The Juno Project: Female founders, and mentors

Ali Golds

In 2012, I started working with young women who wanted to start their own businesses, through my company The Juno Project. It came purely by chance, it wasn’t something I set out to do – I loved working with anyone who had a passion for entrepreneurship – but the more young people I worked with, the more I realised that I could make the biggest difference supporting women; particularly those who were vulnerable and/or hard to reach. It’s when you’ve been there, that you really understand the challenges.

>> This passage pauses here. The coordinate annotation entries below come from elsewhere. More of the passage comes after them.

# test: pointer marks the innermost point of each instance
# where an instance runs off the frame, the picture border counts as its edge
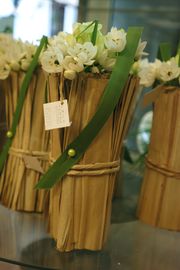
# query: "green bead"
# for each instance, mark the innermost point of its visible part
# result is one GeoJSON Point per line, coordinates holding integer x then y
{"type": "Point", "coordinates": [71, 152]}
{"type": "Point", "coordinates": [9, 134]}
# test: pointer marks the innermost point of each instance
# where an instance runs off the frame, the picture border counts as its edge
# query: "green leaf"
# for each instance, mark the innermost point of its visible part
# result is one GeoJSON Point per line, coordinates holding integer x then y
{"type": "Point", "coordinates": [20, 102]}
{"type": "Point", "coordinates": [165, 51]}
{"type": "Point", "coordinates": [108, 102]}
{"type": "Point", "coordinates": [94, 33]}
{"type": "Point", "coordinates": [85, 29]}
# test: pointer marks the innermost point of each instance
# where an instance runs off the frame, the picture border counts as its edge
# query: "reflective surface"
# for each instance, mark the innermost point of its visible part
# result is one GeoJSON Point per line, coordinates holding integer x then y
{"type": "Point", "coordinates": [131, 245]}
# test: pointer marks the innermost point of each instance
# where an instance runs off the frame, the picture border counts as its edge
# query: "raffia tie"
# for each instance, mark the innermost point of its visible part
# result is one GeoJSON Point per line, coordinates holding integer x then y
{"type": "Point", "coordinates": [21, 152]}
{"type": "Point", "coordinates": [162, 169]}
{"type": "Point", "coordinates": [94, 169]}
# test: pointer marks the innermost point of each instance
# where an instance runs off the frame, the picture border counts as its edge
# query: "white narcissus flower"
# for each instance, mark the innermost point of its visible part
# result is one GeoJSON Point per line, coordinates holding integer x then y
{"type": "Point", "coordinates": [168, 71]}
{"type": "Point", "coordinates": [51, 60]}
{"type": "Point", "coordinates": [69, 63]}
{"type": "Point", "coordinates": [115, 40]}
{"type": "Point", "coordinates": [63, 41]}
{"type": "Point", "coordinates": [105, 61]}
{"type": "Point", "coordinates": [85, 53]}
{"type": "Point", "coordinates": [70, 74]}
{"type": "Point", "coordinates": [140, 50]}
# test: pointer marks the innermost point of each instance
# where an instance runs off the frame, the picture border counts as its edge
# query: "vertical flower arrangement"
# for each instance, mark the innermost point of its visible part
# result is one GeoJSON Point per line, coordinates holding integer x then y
{"type": "Point", "coordinates": [25, 154]}
{"type": "Point", "coordinates": [159, 199]}
{"type": "Point", "coordinates": [93, 72]}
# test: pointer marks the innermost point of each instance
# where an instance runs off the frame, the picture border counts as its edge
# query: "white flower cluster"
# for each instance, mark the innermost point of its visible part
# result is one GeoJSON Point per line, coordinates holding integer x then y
{"type": "Point", "coordinates": [74, 53]}
{"type": "Point", "coordinates": [14, 55]}
{"type": "Point", "coordinates": [160, 71]}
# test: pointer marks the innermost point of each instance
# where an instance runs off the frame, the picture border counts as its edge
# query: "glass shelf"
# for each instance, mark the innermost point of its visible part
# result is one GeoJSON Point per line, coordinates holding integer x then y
{"type": "Point", "coordinates": [130, 246]}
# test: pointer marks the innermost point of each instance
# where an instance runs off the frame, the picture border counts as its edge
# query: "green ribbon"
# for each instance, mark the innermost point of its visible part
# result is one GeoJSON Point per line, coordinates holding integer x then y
{"type": "Point", "coordinates": [20, 102]}
{"type": "Point", "coordinates": [165, 51]}
{"type": "Point", "coordinates": [108, 102]}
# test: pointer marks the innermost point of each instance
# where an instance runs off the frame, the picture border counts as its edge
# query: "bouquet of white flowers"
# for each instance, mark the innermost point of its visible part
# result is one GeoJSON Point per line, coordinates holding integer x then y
{"type": "Point", "coordinates": [26, 138]}
{"type": "Point", "coordinates": [90, 70]}
{"type": "Point", "coordinates": [159, 200]}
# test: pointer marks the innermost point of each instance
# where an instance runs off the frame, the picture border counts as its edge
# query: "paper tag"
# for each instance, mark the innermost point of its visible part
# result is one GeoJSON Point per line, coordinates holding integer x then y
{"type": "Point", "coordinates": [32, 163]}
{"type": "Point", "coordinates": [56, 115]}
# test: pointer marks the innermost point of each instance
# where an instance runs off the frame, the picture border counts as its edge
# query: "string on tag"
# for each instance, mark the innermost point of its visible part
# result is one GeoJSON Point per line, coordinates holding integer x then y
{"type": "Point", "coordinates": [61, 84]}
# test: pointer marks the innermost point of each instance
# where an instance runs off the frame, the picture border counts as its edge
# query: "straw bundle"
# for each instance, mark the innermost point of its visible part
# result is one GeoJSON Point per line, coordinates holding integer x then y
{"type": "Point", "coordinates": [2, 117]}
{"type": "Point", "coordinates": [159, 202]}
{"type": "Point", "coordinates": [80, 205]}
{"type": "Point", "coordinates": [17, 181]}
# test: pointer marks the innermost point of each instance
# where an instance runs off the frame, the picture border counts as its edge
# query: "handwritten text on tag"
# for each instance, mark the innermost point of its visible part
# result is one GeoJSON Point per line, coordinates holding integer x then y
{"type": "Point", "coordinates": [56, 115]}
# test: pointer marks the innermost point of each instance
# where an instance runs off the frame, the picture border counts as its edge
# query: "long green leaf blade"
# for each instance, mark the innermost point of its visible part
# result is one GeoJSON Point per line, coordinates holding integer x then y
{"type": "Point", "coordinates": [20, 102]}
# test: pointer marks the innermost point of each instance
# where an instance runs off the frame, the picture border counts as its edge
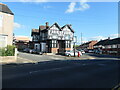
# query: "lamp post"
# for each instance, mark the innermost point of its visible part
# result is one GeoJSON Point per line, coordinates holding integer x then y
{"type": "Point", "coordinates": [75, 40]}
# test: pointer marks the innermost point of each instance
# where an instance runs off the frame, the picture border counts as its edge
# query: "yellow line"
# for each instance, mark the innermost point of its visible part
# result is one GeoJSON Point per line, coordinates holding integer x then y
{"type": "Point", "coordinates": [117, 87]}
{"type": "Point", "coordinates": [27, 59]}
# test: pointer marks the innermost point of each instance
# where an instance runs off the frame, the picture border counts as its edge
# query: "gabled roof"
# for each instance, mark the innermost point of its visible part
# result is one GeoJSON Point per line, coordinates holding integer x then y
{"type": "Point", "coordinates": [68, 27]}
{"type": "Point", "coordinates": [4, 8]}
{"type": "Point", "coordinates": [42, 27]}
{"type": "Point", "coordinates": [56, 25]}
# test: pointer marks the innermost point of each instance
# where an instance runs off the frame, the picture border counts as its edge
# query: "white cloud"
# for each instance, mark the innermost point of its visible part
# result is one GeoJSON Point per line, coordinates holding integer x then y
{"type": "Point", "coordinates": [17, 25]}
{"type": "Point", "coordinates": [33, 0]}
{"type": "Point", "coordinates": [84, 40]}
{"type": "Point", "coordinates": [46, 7]}
{"type": "Point", "coordinates": [113, 36]}
{"type": "Point", "coordinates": [71, 7]}
{"type": "Point", "coordinates": [83, 6]}
{"type": "Point", "coordinates": [97, 38]}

Publishing How To Be Your Own Boss As A Single Mum in 2014 was the starting point for my specialist business development coaching, and I’ve since worked with women across the world who have sought me out for advice and support relevant to their lives as single mums or young founders. I’ve developed programmes especially for women, StartUP and PowerUP, and also run specific bizdev workshops for female founders.

At the beginning of this year, I was introduced to the Assistant Head of a group of pupil referral units (PRU) in Sussex at a training event, and she asked for my advice on engaging young people who didn’t want to be in school. Now I’ve coached a lot of young entrepreneurs who didn’t think that school was for them – and taught a lot of young people who didn’t think that college was for them either! – so I told her what had worked for me: telling them my story. Telling them where I was when I was 15, and comparing it to where I am today. Exploring the challenges and problems I faced at home and at school, and how I overcame them. Picking apart the strategies I used to survive on a day to day basis when I was younger, and how I embedded them into my daily life to rebuild what I was left with as an adult. Examining what had worked – and doing more of that; and being honest about what didn’t – and not doing that anymore.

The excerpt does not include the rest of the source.